Über diese Schiene konnte Dr. Herbert Bockel nun in Passau an seine Temeswarer akademische Laufbahn anknüpfen. Die sicher nicht einfache Anfangsbeschäftigung in der Passauer Universitätsverwaltung schreckte den passionierten Hochschullehrer nicht ab. Er wurde bald Leiter des Akademischen Austauschdienstes. Die Universität Passau baute ihre internationalen Partnerschaften auf und deklarierte ab 1983 die „Internationalität als Basis des universitären Lebens“ zu ihrem Markenzeichen, warb damit um ausländische Studenten. In dieser Atmosphäre nahm Dr. Bockel die Chance wahr, das im Sprachenzentrum der Universität entstehende Lehrgebiet Deutsch als Fremdsprache mitzugestalten, als dessen Leiter er sodann auch arbeiten sollte. „Ich kehrte also zu meinem erlernten Beruf zurück“, schrieb er in seiner Lebenserinnerung. Und weiter: „Die Arbeit mit Studenten aus vieler Herren Länder, die im Rahmen von Kooperationsabkommen an die Universität Passau kommen und die hier ihre bereits vorhandenen Deutschkenntnisse perfektionieren, gehört zu den schönsten Aspekten meines Lehrerdaseins“. Das solide fachliche „Gepäck“, das der Temeswarer Germanist in die neue Heimat mitbrachte, hat auch in der zweiten Karriere Herbert Bockels eine entscheidende Rolle gespielt. Eng verbunden damit war seine Fähigkeit, sich anderen Sprachen und Kulturen zu öffnen. Auch dies ein Erbe aus der Temeswarer Zeit!

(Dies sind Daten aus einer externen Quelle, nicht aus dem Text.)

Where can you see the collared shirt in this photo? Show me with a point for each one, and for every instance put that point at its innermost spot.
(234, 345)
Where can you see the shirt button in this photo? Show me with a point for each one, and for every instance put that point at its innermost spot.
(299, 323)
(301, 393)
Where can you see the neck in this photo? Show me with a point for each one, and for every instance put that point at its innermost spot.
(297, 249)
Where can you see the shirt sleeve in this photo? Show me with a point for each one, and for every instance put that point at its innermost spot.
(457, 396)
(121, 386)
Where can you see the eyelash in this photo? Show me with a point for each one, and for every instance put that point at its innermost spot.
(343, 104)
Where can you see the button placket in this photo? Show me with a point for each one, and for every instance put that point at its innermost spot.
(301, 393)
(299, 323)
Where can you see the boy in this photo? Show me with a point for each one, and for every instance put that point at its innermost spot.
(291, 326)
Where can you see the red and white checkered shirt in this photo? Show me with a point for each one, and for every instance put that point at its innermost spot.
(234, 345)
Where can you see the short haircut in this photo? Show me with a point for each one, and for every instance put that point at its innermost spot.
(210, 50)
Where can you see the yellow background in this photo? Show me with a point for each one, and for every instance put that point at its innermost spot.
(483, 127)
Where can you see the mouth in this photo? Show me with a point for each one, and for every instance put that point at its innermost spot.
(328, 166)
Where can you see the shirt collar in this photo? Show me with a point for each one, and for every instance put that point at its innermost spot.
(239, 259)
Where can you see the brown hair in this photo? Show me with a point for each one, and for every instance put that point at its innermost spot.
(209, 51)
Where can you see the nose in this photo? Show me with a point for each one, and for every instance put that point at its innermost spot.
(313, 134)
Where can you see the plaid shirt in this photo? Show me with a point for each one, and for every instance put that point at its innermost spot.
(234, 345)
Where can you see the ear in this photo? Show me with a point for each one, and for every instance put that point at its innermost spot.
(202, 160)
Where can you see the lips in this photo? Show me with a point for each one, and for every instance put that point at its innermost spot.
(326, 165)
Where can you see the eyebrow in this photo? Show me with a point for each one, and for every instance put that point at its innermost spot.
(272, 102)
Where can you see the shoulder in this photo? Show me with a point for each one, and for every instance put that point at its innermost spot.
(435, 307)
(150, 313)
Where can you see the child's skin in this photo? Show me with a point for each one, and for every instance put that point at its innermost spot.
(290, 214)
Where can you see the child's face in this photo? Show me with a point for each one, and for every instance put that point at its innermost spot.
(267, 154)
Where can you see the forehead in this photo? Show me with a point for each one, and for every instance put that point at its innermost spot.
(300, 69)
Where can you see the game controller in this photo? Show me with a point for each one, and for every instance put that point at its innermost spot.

Dr. Herbert Bockel war im wahrsten Sinne des Wortes ein Lebenskünstler. Es ist ihm gelungen, seine anspruchsvollen Dienstpflichten mit dem Familienleben in Einklang zu bringen. Die Familie, insbesondere seine Ehefrau Voichi, war all die Jahre seiner schweren Krankheit seine große Stütze.
Dr. Herbert Bockel ist am 30. August 2024 in Passau verstorben. Seine Freunde, alten Bekannten und ehemaligen Studenten werden ihn in ehrender Erinnerung behalten.